In paying tribute to his parents, Young, a Massachusetts lad, seemed to dismiss the new age of hockey parenting in which parents push their kids into the factory prep schools in a desperate bid for NHL stardom.

It was a 19-minute speech but you can zoom right to 12:15 for his lesson about perfect hockey parenting.

“They didn’t have a plan,” he said. “It was never, ‘you have to go play for this coach because he’s the one who will teach you how to skate the best.’ Or ‘you have to go to this prep school because that’s the one that will get you a D-1 scholarship.'”

“They just wanted me to enjoy playing hockey and they loved watching me play hockey,” he added. “That was it; there was nothing else.”

What made a difference for Young?

Disco.

His dad tried to play him a song in his 8-track player when Young was 8.

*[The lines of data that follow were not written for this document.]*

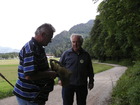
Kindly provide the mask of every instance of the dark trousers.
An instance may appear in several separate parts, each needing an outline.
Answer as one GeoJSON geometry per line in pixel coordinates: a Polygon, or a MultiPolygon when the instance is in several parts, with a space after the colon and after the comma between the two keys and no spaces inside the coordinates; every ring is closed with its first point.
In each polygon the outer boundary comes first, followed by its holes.
{"type": "Polygon", "coordinates": [[[76,93],[77,105],[86,105],[88,94],[87,85],[75,86],[69,85],[62,88],[63,105],[73,105],[74,93],[76,93]]]}

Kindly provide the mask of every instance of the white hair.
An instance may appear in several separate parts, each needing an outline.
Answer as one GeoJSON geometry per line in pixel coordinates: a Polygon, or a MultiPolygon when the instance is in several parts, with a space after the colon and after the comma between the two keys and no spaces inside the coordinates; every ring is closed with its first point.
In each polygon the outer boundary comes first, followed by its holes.
{"type": "Polygon", "coordinates": [[[55,32],[55,28],[49,23],[44,23],[37,28],[37,30],[35,31],[35,35],[40,35],[40,34],[46,33],[46,32],[53,33],[53,32],[55,32]]]}
{"type": "Polygon", "coordinates": [[[80,37],[80,41],[83,43],[83,35],[81,35],[81,34],[76,34],[76,33],[73,33],[73,34],[71,34],[71,36],[70,36],[70,41],[72,42],[72,38],[74,37],[74,36],[78,36],[78,37],[80,37]]]}

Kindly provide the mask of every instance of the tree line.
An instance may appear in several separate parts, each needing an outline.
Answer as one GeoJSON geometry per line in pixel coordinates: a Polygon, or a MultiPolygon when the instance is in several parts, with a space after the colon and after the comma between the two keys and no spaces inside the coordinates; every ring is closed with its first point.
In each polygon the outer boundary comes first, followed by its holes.
{"type": "Polygon", "coordinates": [[[103,0],[84,48],[100,61],[140,59],[140,1],[103,0]]]}
{"type": "Polygon", "coordinates": [[[0,53],[0,59],[13,59],[18,58],[18,53],[12,52],[12,53],[0,53]]]}

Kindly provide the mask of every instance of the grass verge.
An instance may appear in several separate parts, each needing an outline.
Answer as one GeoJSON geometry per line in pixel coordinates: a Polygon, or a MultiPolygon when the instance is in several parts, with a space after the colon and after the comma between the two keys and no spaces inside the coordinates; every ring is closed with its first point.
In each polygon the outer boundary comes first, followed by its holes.
{"type": "Polygon", "coordinates": [[[119,79],[110,105],[140,105],[140,61],[128,67],[119,79]]]}

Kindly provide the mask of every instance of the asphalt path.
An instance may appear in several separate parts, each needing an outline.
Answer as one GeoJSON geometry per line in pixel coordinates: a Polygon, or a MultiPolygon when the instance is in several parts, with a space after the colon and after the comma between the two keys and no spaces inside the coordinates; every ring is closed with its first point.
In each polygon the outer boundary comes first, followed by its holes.
{"type": "MultiPolygon", "coordinates": [[[[127,67],[108,64],[114,66],[112,69],[95,74],[94,88],[88,91],[87,105],[108,105],[113,87],[116,85],[118,79],[127,70],[127,67]]],[[[46,105],[62,105],[61,97],[62,87],[54,86],[54,90],[49,95],[49,100],[46,105]]],[[[16,97],[8,97],[0,100],[0,105],[18,105],[16,97]]],[[[74,98],[74,104],[76,98],[74,98]]]]}

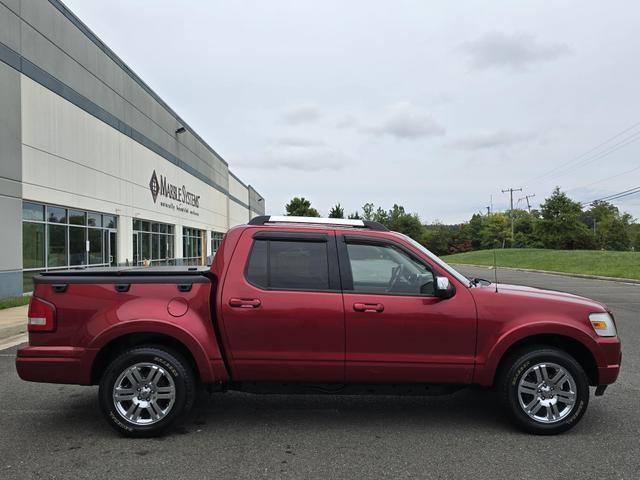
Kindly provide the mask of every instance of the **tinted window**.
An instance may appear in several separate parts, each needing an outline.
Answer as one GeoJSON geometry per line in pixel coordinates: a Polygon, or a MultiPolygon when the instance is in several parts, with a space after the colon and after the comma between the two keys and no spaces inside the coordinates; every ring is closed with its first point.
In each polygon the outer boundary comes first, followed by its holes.
{"type": "Polygon", "coordinates": [[[22,219],[23,220],[37,220],[39,222],[44,221],[44,206],[37,205],[35,203],[23,203],[22,204],[22,219]]]}
{"type": "Polygon", "coordinates": [[[433,295],[433,273],[391,245],[348,244],[353,290],[362,293],[433,295]]]}
{"type": "Polygon", "coordinates": [[[67,223],[67,209],[60,207],[47,207],[47,216],[50,222],[67,223]]]}
{"type": "Polygon", "coordinates": [[[326,242],[256,240],[247,265],[254,285],[281,290],[328,290],[326,242]]]}

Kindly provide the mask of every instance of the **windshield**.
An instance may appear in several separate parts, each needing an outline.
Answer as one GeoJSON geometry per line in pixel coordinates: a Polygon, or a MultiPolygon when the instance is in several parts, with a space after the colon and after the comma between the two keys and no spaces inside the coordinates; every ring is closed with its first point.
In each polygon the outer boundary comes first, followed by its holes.
{"type": "Polygon", "coordinates": [[[408,237],[404,233],[400,233],[400,235],[402,235],[409,243],[411,243],[411,245],[416,247],[418,250],[420,250],[423,253],[426,253],[429,256],[429,258],[431,258],[431,260],[436,262],[438,265],[440,265],[442,268],[444,268],[447,272],[449,272],[451,275],[456,277],[456,279],[458,279],[458,281],[460,283],[462,283],[464,285],[467,285],[467,286],[471,286],[470,285],[470,280],[467,277],[465,277],[460,272],[458,272],[455,268],[453,268],[452,266],[450,266],[449,264],[447,264],[446,262],[444,262],[443,260],[438,258],[435,254],[433,254],[431,251],[429,251],[429,249],[427,247],[425,247],[424,245],[422,245],[419,242],[416,242],[413,238],[408,237]]]}

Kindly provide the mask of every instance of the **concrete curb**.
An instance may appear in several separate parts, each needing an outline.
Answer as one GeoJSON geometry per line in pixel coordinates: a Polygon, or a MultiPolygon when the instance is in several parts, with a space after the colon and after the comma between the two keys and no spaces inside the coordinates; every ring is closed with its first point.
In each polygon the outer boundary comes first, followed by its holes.
{"type": "MultiPolygon", "coordinates": [[[[460,267],[476,267],[476,268],[486,268],[489,270],[493,270],[493,265],[475,265],[471,263],[451,263],[451,265],[457,265],[460,267]]],[[[568,273],[568,272],[552,272],[550,270],[536,270],[534,268],[514,268],[514,267],[501,267],[498,266],[498,270],[513,270],[516,272],[532,272],[532,273],[546,273],[549,275],[557,275],[560,277],[574,277],[574,278],[586,278],[591,280],[606,280],[608,282],[618,282],[618,283],[631,283],[634,285],[640,285],[640,280],[636,280],[634,278],[617,278],[617,277],[603,277],[600,275],[584,275],[582,273],[568,273]]]]}
{"type": "Polygon", "coordinates": [[[0,340],[0,353],[2,353],[2,350],[15,347],[16,345],[20,345],[28,341],[29,341],[29,336],[26,334],[20,334],[20,335],[15,335],[9,338],[3,338],[2,340],[0,340]]]}

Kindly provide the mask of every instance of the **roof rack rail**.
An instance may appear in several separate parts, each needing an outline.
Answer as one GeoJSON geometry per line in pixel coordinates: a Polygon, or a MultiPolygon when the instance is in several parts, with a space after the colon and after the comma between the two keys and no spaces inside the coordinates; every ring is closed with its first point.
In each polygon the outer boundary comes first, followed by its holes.
{"type": "Polygon", "coordinates": [[[339,225],[341,227],[368,228],[378,232],[388,232],[389,229],[371,220],[356,220],[344,218],[293,217],[280,215],[260,215],[253,217],[249,225],[264,225],[266,223],[305,223],[312,225],[339,225]]]}

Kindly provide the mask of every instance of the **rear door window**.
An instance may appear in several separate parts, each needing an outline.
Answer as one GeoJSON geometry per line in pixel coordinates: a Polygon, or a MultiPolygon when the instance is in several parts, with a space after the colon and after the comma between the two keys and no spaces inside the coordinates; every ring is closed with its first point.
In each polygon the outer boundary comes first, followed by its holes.
{"type": "Polygon", "coordinates": [[[329,290],[327,242],[254,240],[246,277],[275,290],[329,290]]]}

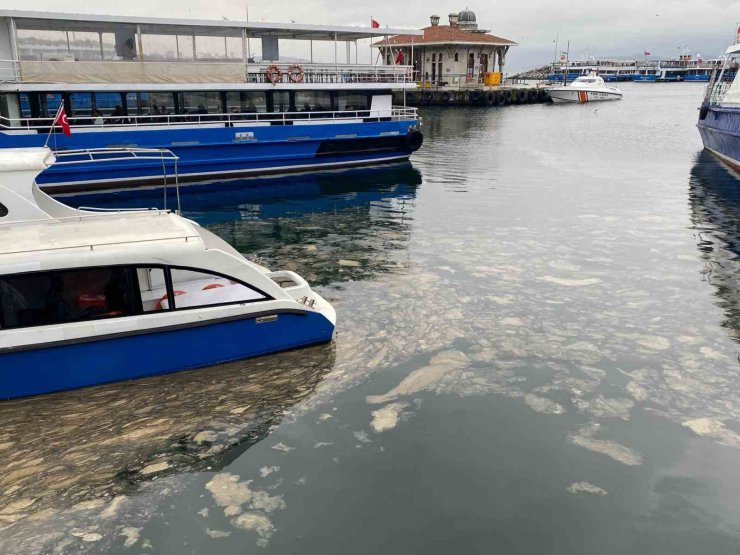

“And the lyrics were, ‘you don’t have to be a star, baby, to be in my show.’ And that summed up my parents’ attitude about me playing youth hockey. I didn’t have to score goals. I didn’t have to be the best player on the ice. I just had to have fun.”

His dad died in 1999. But he told his mom, “you did it right.”

When your kids are grown and gone, you want them to talk about you just like that.

Scott Young celebrates a goal in 1997. AP Photo

Young also relayed a Herb Brooks story of some note.

“We (the U.S. Olympic team) were in Salt Lake, we were doing really well. We didn’t lose a game until we got into the gold-medal game. All the news was all about Herb and how he was undefeated. [There was] the ’80 gold medal game, and we were going strong. It was all about Herb.

“He came on the ice with a box. It was a box of USA Hockey pens. He took out a pen one by one and skated up to each one of us and said, “Here, write your own story.”

“He didn’t want it to be about him. He wanted it to be about us.”